I was ready to go. I had gotten out of solitary, and I had stopped cutting to make it seem like I was getting better. I dared not say a word still though, except when I asked if I could get out of here.

At first my therapist stared at me, surprised I had talked again. “Well, Annette, you may have stopped cutting, but you still talk very little. My guess is that you won’t be out of here still for a very long time.”

I saw no sense in arguing with her, so I just nodded and looked away, developing my plan.

And the plan was going down tonight.

I got one of my old shards and went with it to the dining hall for dinner. I sat down to a new girl, just admitted for cutting, and I turned to her. “You’re going to help me escape,” I told her.

She looked really confused. “What do you mean?”

“I’ve been here for too long, and tonight I’m making my escape. Are you with me or not?”

I gave her pleading eyes, and she gave in. “What do I have to do?”

I took out my record shard. “Here, take this, and when they call you up to get your happy pills, just make a huge horizontal cut along your chest.”

She smiled. “I’m in!” This girl is nutty, but I liked her. When her name was called, she went up and did exactly what I told her to do, and let out a scream.

All of the staff and patients ran her way, the staff to help her, the others to grab the shard and harm themselves. I snuck into a staff’s door and started running. I never looked back, but I heard them sound an alarm to signal someone had gotten out two minutes later.

I used all my adrenaline until I got into the city, went to my old house and broke in. My parents still don’t lock doors.
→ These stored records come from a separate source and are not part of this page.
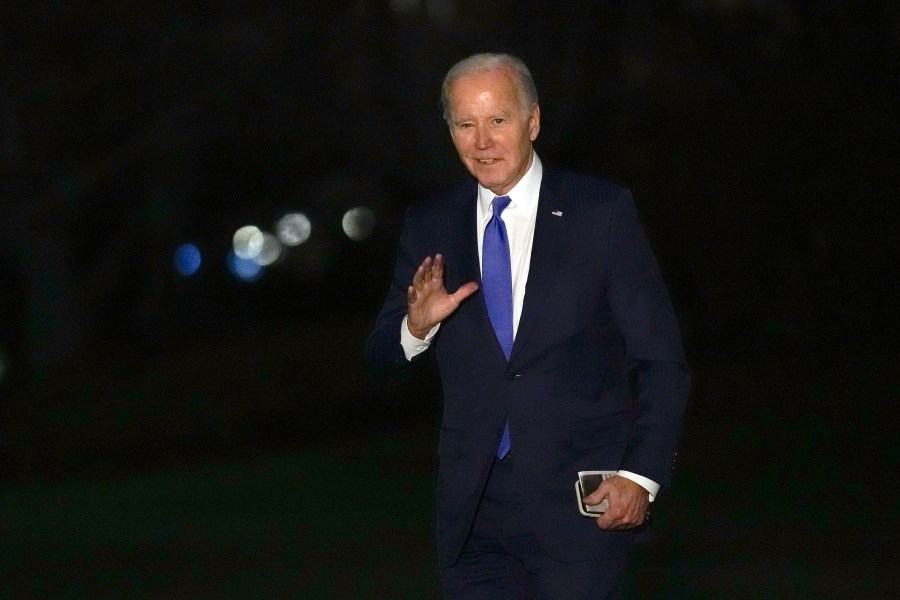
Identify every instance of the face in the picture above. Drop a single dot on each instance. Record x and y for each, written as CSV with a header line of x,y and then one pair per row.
x,y
491,129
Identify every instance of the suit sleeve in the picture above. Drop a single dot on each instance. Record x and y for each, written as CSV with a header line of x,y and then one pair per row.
x,y
653,347
384,353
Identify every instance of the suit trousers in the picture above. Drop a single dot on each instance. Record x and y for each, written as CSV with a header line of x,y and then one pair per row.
x,y
503,560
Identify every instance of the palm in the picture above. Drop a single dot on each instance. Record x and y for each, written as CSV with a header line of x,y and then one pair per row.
x,y
428,301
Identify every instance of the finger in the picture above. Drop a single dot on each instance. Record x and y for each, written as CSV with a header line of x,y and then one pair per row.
x,y
437,268
464,291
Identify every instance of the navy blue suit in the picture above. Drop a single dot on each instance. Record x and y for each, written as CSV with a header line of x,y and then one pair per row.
x,y
595,309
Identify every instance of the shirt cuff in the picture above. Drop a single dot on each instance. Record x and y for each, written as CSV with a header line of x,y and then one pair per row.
x,y
648,484
413,346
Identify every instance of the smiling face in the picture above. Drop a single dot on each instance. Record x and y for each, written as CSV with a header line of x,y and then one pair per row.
x,y
491,129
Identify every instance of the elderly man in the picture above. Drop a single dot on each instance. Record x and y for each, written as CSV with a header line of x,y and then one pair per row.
x,y
539,294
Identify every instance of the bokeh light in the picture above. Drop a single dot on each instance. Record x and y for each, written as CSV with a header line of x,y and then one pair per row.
x,y
245,269
247,241
188,259
270,250
358,223
293,229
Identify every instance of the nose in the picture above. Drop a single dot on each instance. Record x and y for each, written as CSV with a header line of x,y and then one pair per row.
x,y
482,138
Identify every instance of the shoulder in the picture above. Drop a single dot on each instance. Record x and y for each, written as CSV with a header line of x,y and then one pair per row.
x,y
581,185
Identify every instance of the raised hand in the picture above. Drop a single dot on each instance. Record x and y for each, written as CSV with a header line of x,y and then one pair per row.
x,y
428,302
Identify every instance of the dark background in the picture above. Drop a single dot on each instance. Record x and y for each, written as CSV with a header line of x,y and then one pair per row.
x,y
759,139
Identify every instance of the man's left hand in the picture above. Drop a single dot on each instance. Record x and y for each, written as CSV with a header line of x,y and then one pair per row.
x,y
628,503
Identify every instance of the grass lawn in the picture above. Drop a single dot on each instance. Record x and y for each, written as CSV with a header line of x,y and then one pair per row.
x,y
340,522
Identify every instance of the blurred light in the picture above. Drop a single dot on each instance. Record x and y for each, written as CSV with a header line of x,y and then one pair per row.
x,y
188,259
358,223
293,229
270,250
247,241
245,269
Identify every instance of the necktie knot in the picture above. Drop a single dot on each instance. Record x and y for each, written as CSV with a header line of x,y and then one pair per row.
x,y
499,203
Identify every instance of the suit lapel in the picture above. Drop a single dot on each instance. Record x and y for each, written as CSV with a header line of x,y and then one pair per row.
x,y
548,233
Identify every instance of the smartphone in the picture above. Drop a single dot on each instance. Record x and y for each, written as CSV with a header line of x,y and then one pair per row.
x,y
588,482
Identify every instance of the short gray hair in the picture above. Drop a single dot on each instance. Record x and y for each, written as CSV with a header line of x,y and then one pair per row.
x,y
480,63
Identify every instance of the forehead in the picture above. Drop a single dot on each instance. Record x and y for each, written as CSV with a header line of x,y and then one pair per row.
x,y
495,89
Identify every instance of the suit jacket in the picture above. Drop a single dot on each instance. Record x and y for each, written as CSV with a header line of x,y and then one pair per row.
x,y
596,378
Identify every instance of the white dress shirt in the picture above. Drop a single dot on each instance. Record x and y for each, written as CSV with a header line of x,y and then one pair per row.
x,y
519,217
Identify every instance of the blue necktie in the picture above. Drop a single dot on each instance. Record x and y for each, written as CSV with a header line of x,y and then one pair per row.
x,y
496,278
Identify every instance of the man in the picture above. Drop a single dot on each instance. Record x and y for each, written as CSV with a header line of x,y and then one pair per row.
x,y
539,295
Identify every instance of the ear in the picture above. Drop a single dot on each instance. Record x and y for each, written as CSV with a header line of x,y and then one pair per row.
x,y
534,123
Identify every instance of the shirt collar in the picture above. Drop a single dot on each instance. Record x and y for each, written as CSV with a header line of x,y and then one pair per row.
x,y
522,195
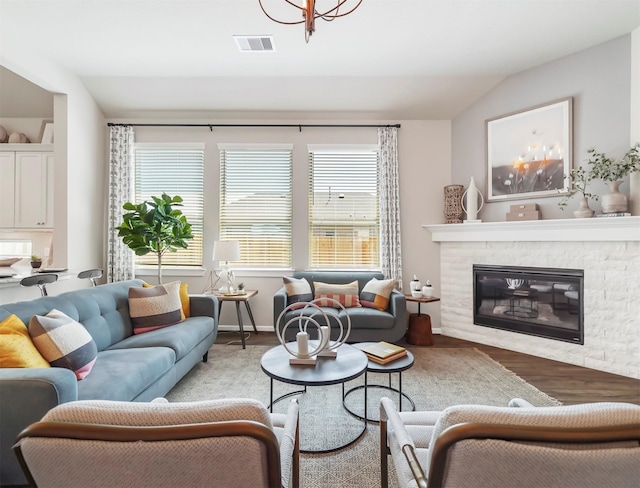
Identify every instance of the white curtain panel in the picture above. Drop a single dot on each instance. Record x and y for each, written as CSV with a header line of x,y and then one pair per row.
x,y
120,257
390,254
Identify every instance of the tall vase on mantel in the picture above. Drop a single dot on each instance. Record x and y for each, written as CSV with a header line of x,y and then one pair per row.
x,y
615,200
583,211
470,197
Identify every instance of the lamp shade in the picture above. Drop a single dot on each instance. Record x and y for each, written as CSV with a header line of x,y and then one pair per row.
x,y
226,251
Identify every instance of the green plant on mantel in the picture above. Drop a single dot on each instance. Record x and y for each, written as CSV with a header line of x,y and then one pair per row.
x,y
613,170
155,226
579,179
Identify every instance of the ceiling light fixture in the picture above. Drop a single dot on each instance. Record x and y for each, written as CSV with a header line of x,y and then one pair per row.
x,y
310,14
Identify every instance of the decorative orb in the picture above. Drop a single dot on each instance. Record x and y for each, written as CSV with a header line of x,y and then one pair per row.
x,y
304,320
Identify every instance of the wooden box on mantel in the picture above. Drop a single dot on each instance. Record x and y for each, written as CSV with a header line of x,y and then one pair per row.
x,y
524,215
524,207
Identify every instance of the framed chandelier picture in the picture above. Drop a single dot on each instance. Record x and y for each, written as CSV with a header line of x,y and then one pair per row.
x,y
529,152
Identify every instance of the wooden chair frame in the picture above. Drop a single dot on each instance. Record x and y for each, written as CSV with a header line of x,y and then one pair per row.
x,y
116,433
466,431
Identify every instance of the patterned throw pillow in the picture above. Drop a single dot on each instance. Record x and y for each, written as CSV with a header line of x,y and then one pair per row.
x,y
63,342
298,290
155,307
16,347
376,293
184,298
346,295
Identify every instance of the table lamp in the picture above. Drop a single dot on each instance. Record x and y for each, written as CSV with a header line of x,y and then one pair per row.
x,y
227,251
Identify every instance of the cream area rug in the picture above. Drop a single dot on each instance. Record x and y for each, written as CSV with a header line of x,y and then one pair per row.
x,y
438,379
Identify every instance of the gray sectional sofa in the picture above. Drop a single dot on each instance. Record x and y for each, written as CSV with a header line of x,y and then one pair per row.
x,y
129,367
367,324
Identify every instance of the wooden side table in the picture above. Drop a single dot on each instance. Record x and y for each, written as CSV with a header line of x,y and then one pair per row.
x,y
419,332
238,299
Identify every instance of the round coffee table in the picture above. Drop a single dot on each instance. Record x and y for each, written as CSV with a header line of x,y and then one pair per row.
x,y
397,366
349,364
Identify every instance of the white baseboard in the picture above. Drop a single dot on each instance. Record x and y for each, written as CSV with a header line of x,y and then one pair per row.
x,y
247,328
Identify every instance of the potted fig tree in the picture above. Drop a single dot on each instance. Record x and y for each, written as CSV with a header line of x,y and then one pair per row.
x,y
155,226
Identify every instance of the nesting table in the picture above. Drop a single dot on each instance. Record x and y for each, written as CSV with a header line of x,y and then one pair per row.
x,y
349,364
397,366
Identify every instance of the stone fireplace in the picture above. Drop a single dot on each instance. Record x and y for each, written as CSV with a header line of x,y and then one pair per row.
x,y
606,249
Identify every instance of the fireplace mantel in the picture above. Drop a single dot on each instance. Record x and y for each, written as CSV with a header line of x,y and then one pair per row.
x,y
594,229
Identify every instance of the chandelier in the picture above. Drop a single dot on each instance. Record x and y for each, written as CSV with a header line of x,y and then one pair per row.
x,y
310,14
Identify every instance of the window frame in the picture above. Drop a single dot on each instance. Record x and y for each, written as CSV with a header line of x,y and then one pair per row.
x,y
176,269
224,233
338,149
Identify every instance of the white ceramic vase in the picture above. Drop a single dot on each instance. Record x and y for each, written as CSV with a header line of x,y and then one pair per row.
x,y
470,200
583,211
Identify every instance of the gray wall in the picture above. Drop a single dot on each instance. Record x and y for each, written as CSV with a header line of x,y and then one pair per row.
x,y
598,79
Since my brother moved out, and he was the only light sleeper, I easily snuck into my parents’ room, carefully stole a bag and some of my mom’s clothes and switched clothes. I went to the bathroom and grabbed a pair of scissors. “Goodbye long hair,” I told myself in the mirror. I cut it really short and threw the pieces away.

I went down to the money jar (I used to steal small amounts of money out of there all the time) and stole all of it. I left a note saying-

“Karma’s a bitch, and so are you guys. If you guys think about calling the cops, I’ll tell them what you did to me. See who gets in bigger trouble.”

I walked out feeling refreshed. Time to start a new life.

Why not start in the only place I’ve ever felt happiness, Liverpool?

Current day…

I, I just couldn’t.

When Paul looked at me with his big, doe eyes that haven’t aged a bit, I knew I couldn’t put my hurricane life into his. Especially when the hospital is still looking for me.

But why do I feel like going back to him so suddenly?